I have a word document that is basically like a self guide manual, which has a heading, below procedure to perform the operation.

Now the problem is ive tried lots of chunking methods, even semantic chunking, but the heading gets attached to a different chunk and retrieval system goes crazy, whats an optimal way to chunk so that the heading + context gets retained ?

1 Like

CLAREDI

Context Length Aware Ranked Elided Document Injection


In this context-aware chunking scheme I propose for semantic database knowledge retrieval, we are re-assembling a document into a small version just focused on the relevant information.

  1. Splitting: Document is chunked based on section identification, and then sub-chunked on token count if further division is necessary for piecing into an AI context length.

  2. Enrichment: A summary and section navigation metadata is included in each chunk text. This gives similarity results that prefer common documentation sources when working with a rich variety of possible knowledge. Additional piecing index information is added as out-of-band metadata.

  3. Embedding for semantics: this already provides quality, but the embeddings can be further infused with example AI synthetic questions that target the content. Because AI language is so much more expensive than embedding, this is certainly optional, but is basically HyDE that is prepared instead of delaying on-demand search by improving user inputs.

  4. Top-k token threshold search: we have an exhaustive search on the contextual information, and we also are given a size target and a cutoff. Without relevance, you can get nothing returned, and you get max tokens you set when much documentation is relevant.

  5. Document reconstruction: This is the key component: we rewrite the chunks back into a summarized headline document, where the AI is given the appearance of an article that clearly has sections removed, elided, that is built out of the retrieval chunks, with indexing included. If there is token budget, we can also weight the surrounding chunks with a boost to see if they should be included.

  6. Injection: the AI gets its “Document snippets relevant to the most recent input”. This all happened with just one more AI embedding of user input and its lead-up.

  7. Read more? If the AI is on the right track, and just needs to read into prior or following chunks itself, a function can allow it to place more into the elided document that is assembled - we don’t give a tool return, we give better document.

This structured RAG method meets the goal of retaining heading & context, providing high quality documentation suitable for AI comprehension.

3 Likes

What do you mean by this?
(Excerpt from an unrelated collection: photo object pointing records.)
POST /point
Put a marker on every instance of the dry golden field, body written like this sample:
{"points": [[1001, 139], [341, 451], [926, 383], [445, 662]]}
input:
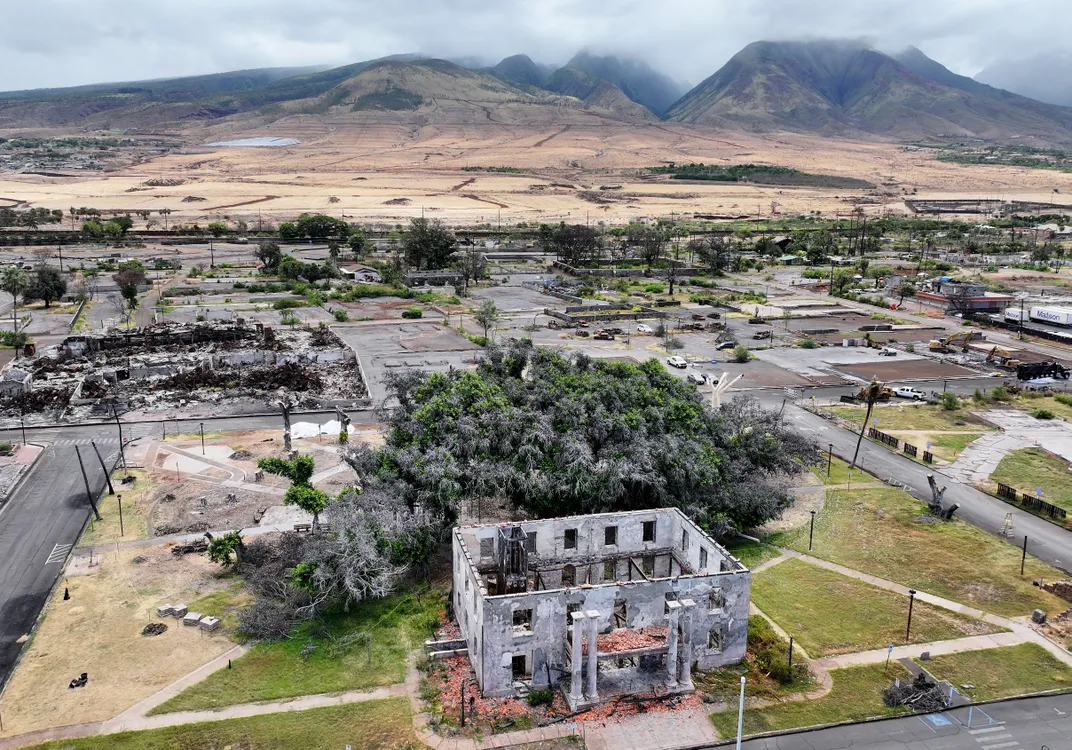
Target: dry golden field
{"points": [[388, 167]]}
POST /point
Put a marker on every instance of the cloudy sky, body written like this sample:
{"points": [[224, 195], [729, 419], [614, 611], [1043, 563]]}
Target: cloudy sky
{"points": [[47, 43]]}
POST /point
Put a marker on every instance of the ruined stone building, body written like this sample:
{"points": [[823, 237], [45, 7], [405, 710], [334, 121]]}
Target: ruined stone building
{"points": [[656, 596]]}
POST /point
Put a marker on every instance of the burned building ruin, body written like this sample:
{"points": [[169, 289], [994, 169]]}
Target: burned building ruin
{"points": [[650, 589]]}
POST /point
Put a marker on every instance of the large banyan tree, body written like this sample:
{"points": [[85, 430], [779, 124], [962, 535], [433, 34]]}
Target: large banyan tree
{"points": [[555, 435]]}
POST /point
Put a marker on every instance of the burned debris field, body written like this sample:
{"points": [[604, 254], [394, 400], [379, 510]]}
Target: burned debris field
{"points": [[168, 366]]}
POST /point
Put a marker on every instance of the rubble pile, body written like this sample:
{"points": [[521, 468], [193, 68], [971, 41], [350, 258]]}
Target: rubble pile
{"points": [[166, 365], [624, 640], [921, 694]]}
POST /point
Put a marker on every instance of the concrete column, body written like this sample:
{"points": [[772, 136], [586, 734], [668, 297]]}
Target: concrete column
{"points": [[593, 655], [577, 659], [672, 619], [686, 647]]}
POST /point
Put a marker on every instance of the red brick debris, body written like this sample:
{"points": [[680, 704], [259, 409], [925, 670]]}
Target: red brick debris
{"points": [[627, 640]]}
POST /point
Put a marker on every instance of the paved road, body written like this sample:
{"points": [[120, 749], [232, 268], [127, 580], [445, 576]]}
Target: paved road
{"points": [[45, 516], [38, 527], [1045, 540], [1027, 724]]}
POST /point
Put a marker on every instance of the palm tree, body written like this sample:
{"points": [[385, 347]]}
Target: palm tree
{"points": [[14, 281], [871, 394]]}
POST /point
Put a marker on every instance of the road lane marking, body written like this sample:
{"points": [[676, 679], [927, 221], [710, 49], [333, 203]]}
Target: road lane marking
{"points": [[58, 554]]}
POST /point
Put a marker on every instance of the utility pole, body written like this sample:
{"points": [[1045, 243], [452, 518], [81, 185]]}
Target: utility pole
{"points": [[89, 495], [107, 475]]}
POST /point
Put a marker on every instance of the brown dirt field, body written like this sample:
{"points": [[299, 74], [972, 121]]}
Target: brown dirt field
{"points": [[369, 159], [98, 631]]}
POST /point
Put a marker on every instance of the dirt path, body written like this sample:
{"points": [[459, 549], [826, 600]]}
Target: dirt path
{"points": [[538, 144]]}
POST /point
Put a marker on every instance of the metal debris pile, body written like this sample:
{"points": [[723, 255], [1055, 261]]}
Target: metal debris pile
{"points": [[921, 694]]}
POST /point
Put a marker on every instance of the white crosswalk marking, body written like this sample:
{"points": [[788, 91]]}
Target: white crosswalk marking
{"points": [[58, 554]]}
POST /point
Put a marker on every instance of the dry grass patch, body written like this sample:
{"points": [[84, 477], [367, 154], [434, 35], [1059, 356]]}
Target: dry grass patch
{"points": [[99, 631]]}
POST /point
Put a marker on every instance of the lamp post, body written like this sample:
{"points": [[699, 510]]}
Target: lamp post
{"points": [[911, 600], [741, 714]]}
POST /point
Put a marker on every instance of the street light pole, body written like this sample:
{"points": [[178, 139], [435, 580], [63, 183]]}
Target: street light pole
{"points": [[911, 600], [741, 715]]}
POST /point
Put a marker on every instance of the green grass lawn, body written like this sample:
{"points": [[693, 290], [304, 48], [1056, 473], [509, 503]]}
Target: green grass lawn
{"points": [[725, 681], [1030, 467], [277, 670], [901, 416], [829, 613], [752, 554], [1002, 672], [887, 533], [857, 694], [370, 725]]}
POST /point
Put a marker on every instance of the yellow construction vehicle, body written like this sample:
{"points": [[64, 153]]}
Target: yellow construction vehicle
{"points": [[1002, 358], [963, 338]]}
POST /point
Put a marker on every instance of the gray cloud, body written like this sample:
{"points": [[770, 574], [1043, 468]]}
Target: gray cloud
{"points": [[50, 43]]}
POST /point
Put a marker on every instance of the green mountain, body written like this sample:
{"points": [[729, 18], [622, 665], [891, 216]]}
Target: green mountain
{"points": [[636, 79], [1046, 77], [520, 69], [835, 88]]}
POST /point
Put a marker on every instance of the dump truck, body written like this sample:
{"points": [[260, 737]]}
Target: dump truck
{"points": [[1032, 371]]}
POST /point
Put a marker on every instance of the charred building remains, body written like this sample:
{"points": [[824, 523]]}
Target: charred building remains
{"points": [[598, 605]]}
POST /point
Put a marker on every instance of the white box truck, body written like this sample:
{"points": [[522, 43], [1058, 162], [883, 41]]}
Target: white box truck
{"points": [[1057, 316]]}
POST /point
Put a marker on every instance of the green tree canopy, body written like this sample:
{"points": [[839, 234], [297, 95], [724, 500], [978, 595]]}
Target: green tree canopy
{"points": [[583, 436], [428, 244], [47, 284]]}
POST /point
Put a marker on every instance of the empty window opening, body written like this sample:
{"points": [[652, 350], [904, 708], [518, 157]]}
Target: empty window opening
{"points": [[570, 540], [519, 666], [570, 609], [649, 530], [716, 599], [523, 619]]}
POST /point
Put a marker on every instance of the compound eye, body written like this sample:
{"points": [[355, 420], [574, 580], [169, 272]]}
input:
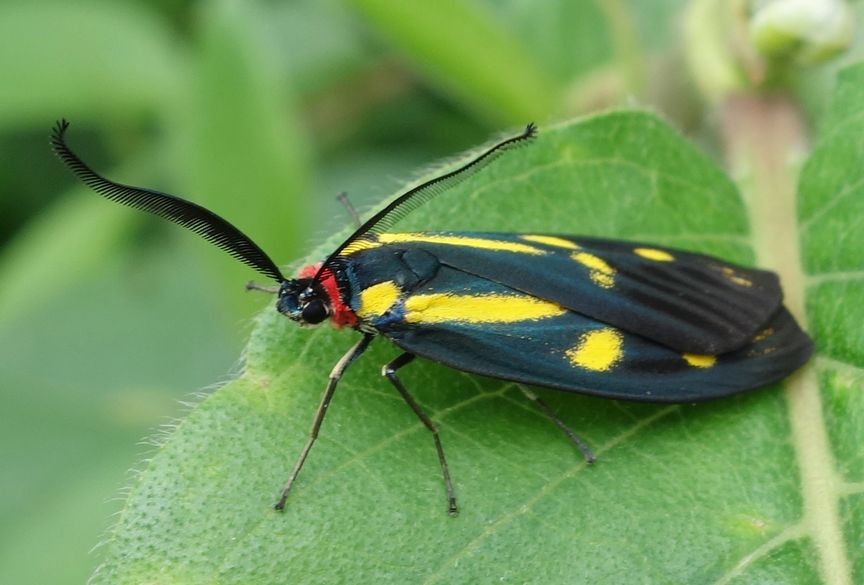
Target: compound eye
{"points": [[314, 312]]}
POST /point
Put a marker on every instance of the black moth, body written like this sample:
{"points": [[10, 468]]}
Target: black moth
{"points": [[610, 318]]}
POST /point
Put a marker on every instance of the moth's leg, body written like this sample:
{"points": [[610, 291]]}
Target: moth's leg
{"points": [[389, 371], [343, 199], [335, 374], [270, 289], [544, 408]]}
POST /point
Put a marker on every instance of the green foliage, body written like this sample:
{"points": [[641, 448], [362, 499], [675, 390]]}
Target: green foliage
{"points": [[672, 499], [263, 111]]}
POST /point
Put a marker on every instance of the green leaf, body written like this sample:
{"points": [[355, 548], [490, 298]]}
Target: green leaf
{"points": [[709, 493], [462, 48], [246, 141]]}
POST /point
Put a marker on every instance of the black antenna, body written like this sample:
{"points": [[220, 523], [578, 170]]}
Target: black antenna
{"points": [[410, 200], [202, 221]]}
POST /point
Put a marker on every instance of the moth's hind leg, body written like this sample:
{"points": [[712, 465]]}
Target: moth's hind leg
{"points": [[389, 372], [574, 438]]}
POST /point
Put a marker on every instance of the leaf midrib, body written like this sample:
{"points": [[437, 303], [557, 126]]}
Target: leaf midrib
{"points": [[771, 202]]}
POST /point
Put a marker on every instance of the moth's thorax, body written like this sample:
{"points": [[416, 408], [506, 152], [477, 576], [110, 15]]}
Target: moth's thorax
{"points": [[339, 313]]}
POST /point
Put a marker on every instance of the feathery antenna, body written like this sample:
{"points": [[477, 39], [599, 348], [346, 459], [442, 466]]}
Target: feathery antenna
{"points": [[414, 198], [197, 219]]}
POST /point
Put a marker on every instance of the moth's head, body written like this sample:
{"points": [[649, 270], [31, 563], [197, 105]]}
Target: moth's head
{"points": [[303, 300]]}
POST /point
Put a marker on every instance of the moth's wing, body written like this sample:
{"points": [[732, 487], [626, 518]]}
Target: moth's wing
{"points": [[448, 322], [686, 301]]}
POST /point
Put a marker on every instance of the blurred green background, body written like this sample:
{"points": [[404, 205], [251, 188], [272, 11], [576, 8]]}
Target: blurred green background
{"points": [[110, 322]]}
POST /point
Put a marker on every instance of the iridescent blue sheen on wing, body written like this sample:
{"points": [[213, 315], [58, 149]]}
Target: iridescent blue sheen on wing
{"points": [[687, 301], [434, 300]]}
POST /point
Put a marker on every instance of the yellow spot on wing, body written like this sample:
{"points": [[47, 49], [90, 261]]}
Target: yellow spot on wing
{"points": [[654, 254], [699, 361], [491, 308], [359, 246], [375, 300], [597, 350], [550, 241], [469, 242], [764, 334], [600, 272]]}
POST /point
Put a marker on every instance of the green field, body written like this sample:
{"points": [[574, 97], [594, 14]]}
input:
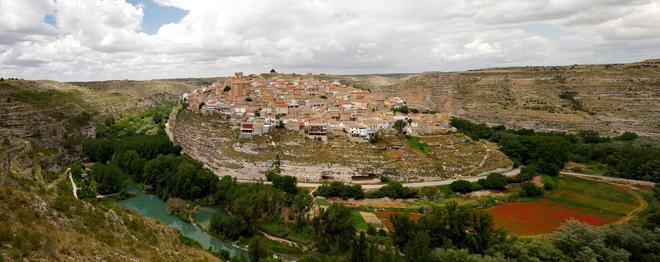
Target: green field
{"points": [[418, 145], [358, 221]]}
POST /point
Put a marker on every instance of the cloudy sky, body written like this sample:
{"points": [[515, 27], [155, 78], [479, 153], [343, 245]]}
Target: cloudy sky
{"points": [[145, 39]]}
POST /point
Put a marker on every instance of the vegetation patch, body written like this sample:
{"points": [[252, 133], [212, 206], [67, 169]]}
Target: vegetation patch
{"points": [[417, 144], [589, 202]]}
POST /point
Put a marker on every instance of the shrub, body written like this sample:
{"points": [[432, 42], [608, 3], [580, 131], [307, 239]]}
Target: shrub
{"points": [[549, 186], [339, 189], [526, 173], [393, 190], [493, 181], [531, 190], [462, 186]]}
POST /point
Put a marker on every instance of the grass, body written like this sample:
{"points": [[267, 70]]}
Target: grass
{"points": [[358, 221], [321, 201], [418, 145], [601, 198], [279, 230]]}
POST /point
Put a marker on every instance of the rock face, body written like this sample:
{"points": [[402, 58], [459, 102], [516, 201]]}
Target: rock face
{"points": [[609, 99], [219, 146]]}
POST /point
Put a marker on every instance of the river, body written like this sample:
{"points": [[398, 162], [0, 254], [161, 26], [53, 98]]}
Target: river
{"points": [[153, 207]]}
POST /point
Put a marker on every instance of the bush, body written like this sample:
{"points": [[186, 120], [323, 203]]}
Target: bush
{"points": [[526, 174], [462, 186], [531, 190], [393, 190], [108, 178], [549, 186], [339, 189], [493, 181]]}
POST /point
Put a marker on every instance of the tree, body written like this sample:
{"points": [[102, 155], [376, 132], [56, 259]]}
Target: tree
{"points": [[493, 181], [108, 178], [461, 186], [627, 136], [359, 250], [257, 250], [99, 150], [335, 226], [530, 190], [157, 118], [399, 126], [586, 243], [526, 174], [286, 184], [393, 190]]}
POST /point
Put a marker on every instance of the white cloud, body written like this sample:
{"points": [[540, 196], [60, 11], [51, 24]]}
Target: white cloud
{"points": [[96, 39]]}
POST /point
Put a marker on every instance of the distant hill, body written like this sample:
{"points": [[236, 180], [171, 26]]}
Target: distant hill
{"points": [[609, 98]]}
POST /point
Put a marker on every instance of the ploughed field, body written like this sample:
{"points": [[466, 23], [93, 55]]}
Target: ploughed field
{"points": [[589, 202], [220, 146]]}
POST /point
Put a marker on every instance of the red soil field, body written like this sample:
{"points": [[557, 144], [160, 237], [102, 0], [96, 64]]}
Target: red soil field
{"points": [[540, 217]]}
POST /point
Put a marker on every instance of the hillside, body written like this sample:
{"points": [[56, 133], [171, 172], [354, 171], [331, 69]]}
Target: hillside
{"points": [[45, 222], [41, 125], [53, 115], [219, 146], [609, 98]]}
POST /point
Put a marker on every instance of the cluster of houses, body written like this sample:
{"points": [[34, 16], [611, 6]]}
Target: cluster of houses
{"points": [[321, 108]]}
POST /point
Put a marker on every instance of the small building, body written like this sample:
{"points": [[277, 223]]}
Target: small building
{"points": [[89, 131], [247, 129], [317, 131]]}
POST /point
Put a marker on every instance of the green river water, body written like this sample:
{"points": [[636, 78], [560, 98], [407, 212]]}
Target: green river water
{"points": [[153, 207]]}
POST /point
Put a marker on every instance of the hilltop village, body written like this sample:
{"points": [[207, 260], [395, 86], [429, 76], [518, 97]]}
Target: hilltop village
{"points": [[320, 108]]}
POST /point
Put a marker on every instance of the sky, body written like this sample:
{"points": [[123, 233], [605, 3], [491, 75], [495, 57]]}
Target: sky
{"points": [[84, 40]]}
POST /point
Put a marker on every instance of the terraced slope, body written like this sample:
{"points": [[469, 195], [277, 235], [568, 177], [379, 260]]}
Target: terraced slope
{"points": [[224, 151]]}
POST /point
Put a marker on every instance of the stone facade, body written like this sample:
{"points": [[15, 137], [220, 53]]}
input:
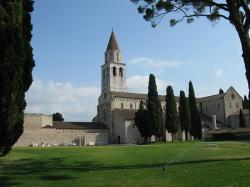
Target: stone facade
{"points": [[39, 130], [116, 107]]}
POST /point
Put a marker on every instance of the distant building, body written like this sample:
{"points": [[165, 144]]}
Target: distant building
{"points": [[116, 107], [114, 123], [40, 130]]}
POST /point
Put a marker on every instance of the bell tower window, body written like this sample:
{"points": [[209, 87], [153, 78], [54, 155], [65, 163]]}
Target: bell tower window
{"points": [[120, 72], [114, 71]]}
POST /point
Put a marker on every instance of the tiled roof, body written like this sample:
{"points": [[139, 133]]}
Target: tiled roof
{"points": [[209, 98], [138, 96], [237, 113], [126, 113], [76, 125], [207, 118], [112, 45]]}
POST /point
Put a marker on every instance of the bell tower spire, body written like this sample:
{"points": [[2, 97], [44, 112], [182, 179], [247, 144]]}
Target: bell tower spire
{"points": [[113, 70]]}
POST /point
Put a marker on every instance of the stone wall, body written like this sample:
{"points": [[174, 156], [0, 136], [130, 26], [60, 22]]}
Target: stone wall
{"points": [[35, 134], [234, 121], [132, 133], [233, 103]]}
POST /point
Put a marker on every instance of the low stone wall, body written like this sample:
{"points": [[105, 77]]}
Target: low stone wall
{"points": [[36, 135]]}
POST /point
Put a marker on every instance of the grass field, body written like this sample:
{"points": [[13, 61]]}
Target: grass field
{"points": [[191, 164]]}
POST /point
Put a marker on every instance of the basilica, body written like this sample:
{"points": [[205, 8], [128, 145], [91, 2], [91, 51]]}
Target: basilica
{"points": [[116, 107], [114, 123]]}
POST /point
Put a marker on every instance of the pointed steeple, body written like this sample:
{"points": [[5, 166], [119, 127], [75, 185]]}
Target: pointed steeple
{"points": [[112, 45]]}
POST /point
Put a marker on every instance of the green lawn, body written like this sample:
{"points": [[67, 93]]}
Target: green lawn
{"points": [[194, 164]]}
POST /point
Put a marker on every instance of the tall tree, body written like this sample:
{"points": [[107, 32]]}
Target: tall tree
{"points": [[221, 91], [242, 119], [57, 117], [154, 108], [245, 103], [141, 121], [196, 129], [185, 119], [236, 12], [171, 121], [16, 64]]}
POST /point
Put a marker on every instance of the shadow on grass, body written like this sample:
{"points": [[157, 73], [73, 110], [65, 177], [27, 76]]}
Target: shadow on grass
{"points": [[19, 171], [7, 181]]}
I was just working on semantically chunking a book based upon the TOC:

So, the semantic chunks will have titles like:

Rosenzweig | Star of Redemption | I. The Elements | Introduction: On the Possibility of the Cognition of the All

Rosenzweig | Star of Redemption | I. The Elements | Book 1: God and His Being or Metaphysics

Rosenzweig | Star of Redemption | I. The Elements | Book 2: The World and Its Meaning or Metalogic

Or, something like that. The summary metadata will contain the full book and section titles. Each sub-chunk will have the same title, so any document returned in the query will have both the title of the book, the author, the section and subsection from which it is taken.

I think this is an excellent approach: Optimal way to chunk word document for RAG(semantic chunking giving bad results) - #2 by _j. I especially like the suggestions 1-3. As for 7, what we now do is provide a link to the page within the full PDF. This allows a user to read forward and backwards from the context document section . i.e.:

https://s3.us-west-2.amazonaws.com/booksai.org/libraries/labor/SAG-AFTRA_2023_MOA_OCR.pdf#page=5

But, I am curious as to what the issue is you’re facing.

Is there any code that i can reference for CLAREDI

Is there any code for CLAREDI, that I can refer for ? Because I was trying to replicate the same method which was explained under it and I am struck at how to split the pdfs based on the sections by retrieving the main headings also.

Is there any code for CLAREDI, that I can refer to ?